48

I miss a way to add data to an SO answer in a transparent manner. My experience is that the structure object from dput() at times confuses inexperienced users unnecessary. I do however not have the patience to copy/paste it into a simple data frame each time and would like to automate it. Something similar to dput(), but in a simplified version.

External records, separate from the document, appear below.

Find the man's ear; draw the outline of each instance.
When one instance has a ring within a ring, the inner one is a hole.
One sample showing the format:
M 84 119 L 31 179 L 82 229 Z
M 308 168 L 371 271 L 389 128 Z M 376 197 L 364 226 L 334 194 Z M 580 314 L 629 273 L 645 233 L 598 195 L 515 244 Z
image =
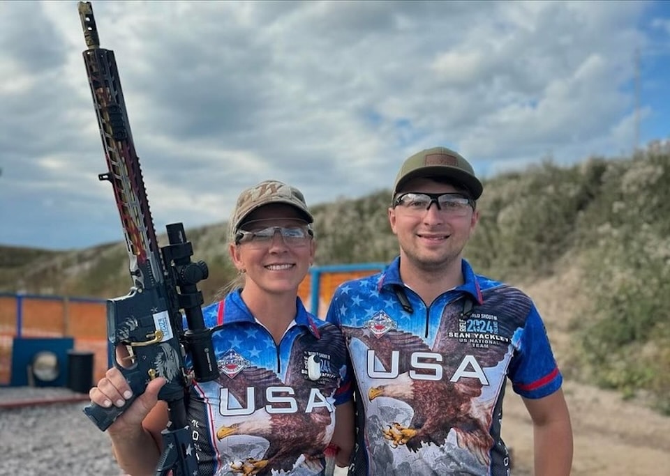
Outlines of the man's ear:
M 393 231 L 393 234 L 397 234 L 396 233 L 396 209 L 393 207 L 389 206 L 388 210 L 389 215 L 389 224 L 391 225 L 391 231 Z

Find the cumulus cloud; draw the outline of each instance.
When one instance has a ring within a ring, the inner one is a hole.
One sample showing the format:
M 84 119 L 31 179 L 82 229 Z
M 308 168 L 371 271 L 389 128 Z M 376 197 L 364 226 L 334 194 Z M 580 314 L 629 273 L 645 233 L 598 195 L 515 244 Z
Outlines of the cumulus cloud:
M 630 150 L 632 57 L 651 40 L 638 26 L 643 2 L 93 6 L 158 229 L 224 220 L 239 190 L 267 178 L 311 204 L 362 196 L 436 144 L 482 174 L 549 151 L 568 163 Z M 0 9 L 0 243 L 120 239 L 97 180 L 105 164 L 77 2 Z M 668 22 L 650 24 L 654 41 Z

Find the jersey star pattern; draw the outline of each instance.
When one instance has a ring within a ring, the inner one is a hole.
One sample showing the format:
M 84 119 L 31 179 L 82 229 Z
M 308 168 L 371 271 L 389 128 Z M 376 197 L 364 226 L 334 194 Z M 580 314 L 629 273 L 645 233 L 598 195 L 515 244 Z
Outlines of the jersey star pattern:
M 506 378 L 527 398 L 562 383 L 542 321 L 519 289 L 475 275 L 429 307 L 399 259 L 341 284 L 341 326 L 356 376 L 355 475 L 508 475 L 500 438 Z
M 239 291 L 203 309 L 219 378 L 196 383 L 188 416 L 201 475 L 322 475 L 335 406 L 350 398 L 342 333 L 299 299 L 276 344 Z M 187 356 L 186 366 L 191 360 Z

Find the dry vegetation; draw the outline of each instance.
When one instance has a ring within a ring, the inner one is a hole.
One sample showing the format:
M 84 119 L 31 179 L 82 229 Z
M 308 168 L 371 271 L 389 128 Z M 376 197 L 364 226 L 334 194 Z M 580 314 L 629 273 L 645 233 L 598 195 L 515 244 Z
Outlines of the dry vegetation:
M 475 268 L 492 277 L 514 284 L 555 278 L 571 286 L 573 302 L 563 308 L 562 321 L 567 332 L 560 337 L 565 341 L 559 346 L 567 376 L 643 398 L 665 414 L 670 413 L 668 183 L 668 142 L 650 144 L 632 158 L 592 158 L 571 167 L 546 160 L 499 176 L 485 183 L 479 226 L 466 250 Z M 387 261 L 395 256 L 386 220 L 389 201 L 385 190 L 313 207 L 316 263 Z M 193 259 L 209 265 L 210 277 L 201 288 L 211 298 L 233 278 L 225 224 L 188 236 Z M 63 252 L 0 247 L 0 291 L 121 295 L 130 284 L 126 266 L 121 243 Z M 551 295 L 546 302 L 552 305 Z

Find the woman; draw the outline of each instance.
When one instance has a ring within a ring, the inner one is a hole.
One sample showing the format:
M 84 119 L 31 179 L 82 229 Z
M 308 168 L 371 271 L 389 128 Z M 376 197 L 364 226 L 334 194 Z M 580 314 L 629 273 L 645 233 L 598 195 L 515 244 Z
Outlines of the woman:
M 242 287 L 203 309 L 205 325 L 219 326 L 212 342 L 221 376 L 194 383 L 187 399 L 201 475 L 325 475 L 327 447 L 338 448 L 338 466 L 348 464 L 344 340 L 297 296 L 314 259 L 313 221 L 302 193 L 281 182 L 261 182 L 237 199 L 229 251 Z M 167 404 L 157 401 L 164 383 L 151 381 L 107 429 L 119 466 L 133 476 L 155 474 L 168 422 Z M 121 406 L 130 392 L 112 367 L 89 395 Z

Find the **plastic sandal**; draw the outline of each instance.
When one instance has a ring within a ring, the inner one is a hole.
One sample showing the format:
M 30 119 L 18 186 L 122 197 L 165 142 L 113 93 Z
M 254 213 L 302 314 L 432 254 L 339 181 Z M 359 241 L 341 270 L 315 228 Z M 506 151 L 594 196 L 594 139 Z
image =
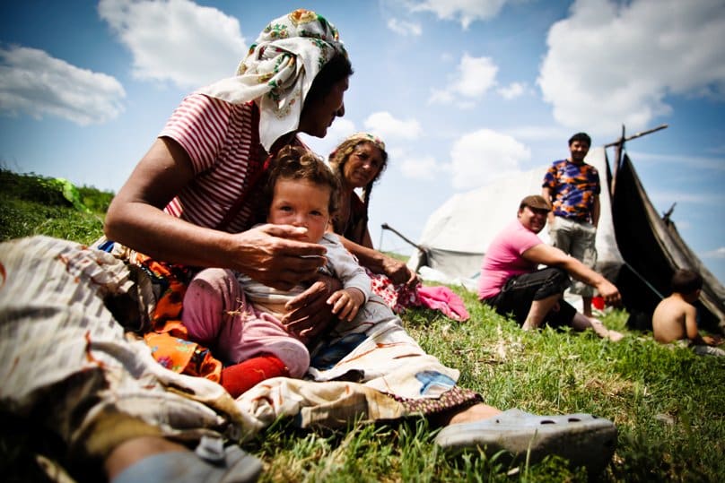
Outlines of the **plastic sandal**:
M 520 410 L 472 423 L 445 427 L 435 443 L 448 452 L 479 447 L 487 456 L 505 450 L 526 456 L 529 463 L 557 454 L 572 466 L 586 466 L 590 474 L 601 471 L 616 446 L 616 427 L 590 414 L 537 416 Z

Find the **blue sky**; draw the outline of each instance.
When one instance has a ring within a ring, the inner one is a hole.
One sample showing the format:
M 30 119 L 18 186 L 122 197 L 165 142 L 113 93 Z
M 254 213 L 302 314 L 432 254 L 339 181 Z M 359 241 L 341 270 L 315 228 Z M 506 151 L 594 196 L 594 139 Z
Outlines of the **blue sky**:
M 3 2 L 0 165 L 117 191 L 183 96 L 299 7 L 338 28 L 355 69 L 345 116 L 306 140 L 389 147 L 376 245 L 381 223 L 417 239 L 452 194 L 565 157 L 574 132 L 601 145 L 668 124 L 627 151 L 725 281 L 723 0 Z M 382 248 L 408 250 L 389 232 Z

Say I by copy/pasting and some other hos have data like this,

Df <- data.frame(A = c(2, 2, 2, 6, 7, 8),
                 B = c("A", "G", "N", NA, "L", "L"),
                 C = c(1L, 3L, 5L, NA, NA, NA))

looks like this,

Df
#>   A    B  C
#> 1 2    A  1
#> 2 2    G  3
#> 3 2    N  5
#> 4 6 <NA> NA
#> 5 7    L NA
#> 6 8    L NA

Within one integer, one factor and one numeric vector,

str(Df)
#> 'data.frame':    6 obs. of  3 variables:
#>  $ A: num  2 2 2 6 7 8
#>  $ B: Factor w/ 4 levels "A","G","L","N": 1 2 4 NA 3 3
#>  $ C: int  1 3 5 NA NA NA

Now, I would like to share this on SO, but I do not always have the orginal data frame it came from. More often than not I pipe() it in form SO and the only way I know to get it out is dput(). Like,

dput(Df)
#> structure(list(A = c(2, 2, 2, 6, 7, 8), B = structure(c(1L, 2L, 
#> 4L, NA, 3L, 3L), .Label = c("A", "G", "L", "N"), class = "factor"), 
#> C = c(1L, 3L, 5L, NA, NA, NA)), .Names = c("A", "B", "C"), row.names = c(NA, 
#> -6L), class = "data.frame")

but, as I said at the top, these structures can look quite confusing. For that reason I am looking for a way to compress dput()'s output in some way. I imagine an output that looks something like this,

dput_small(Df)
#> data.frame(A = c(2, 2, 2, 6, 7, 8), B = c("A", "G", "N", NA, "L", "L"),
#> C = c(1L, 3L, 5L, NA, NA, NA))

Is that possible? I realize there's other classes, like lists, tbl, tbl_df, etc.

Scarabee
  • 5,437
  • 5
  • 29
  • 55
Eric Fail
  • 8,191
  • 8
  • 72
  • 128

7 Answers7

39

Edit: leaving the older solution at the bottom because it got a bounty and many votes but proposing an improved answer

You can use the {constructive} package :

# install.packages("constructive")
# or dev version:
# remotes::install_github("cynkra/constructive")
Df <- data.frame(A = c(2, 2, 2, 6, 7, 8),
                 B = c("A", "G", "N", NA, "L", "L"),
                 C = c(1L, 3L, 5L, NA, NA, NA))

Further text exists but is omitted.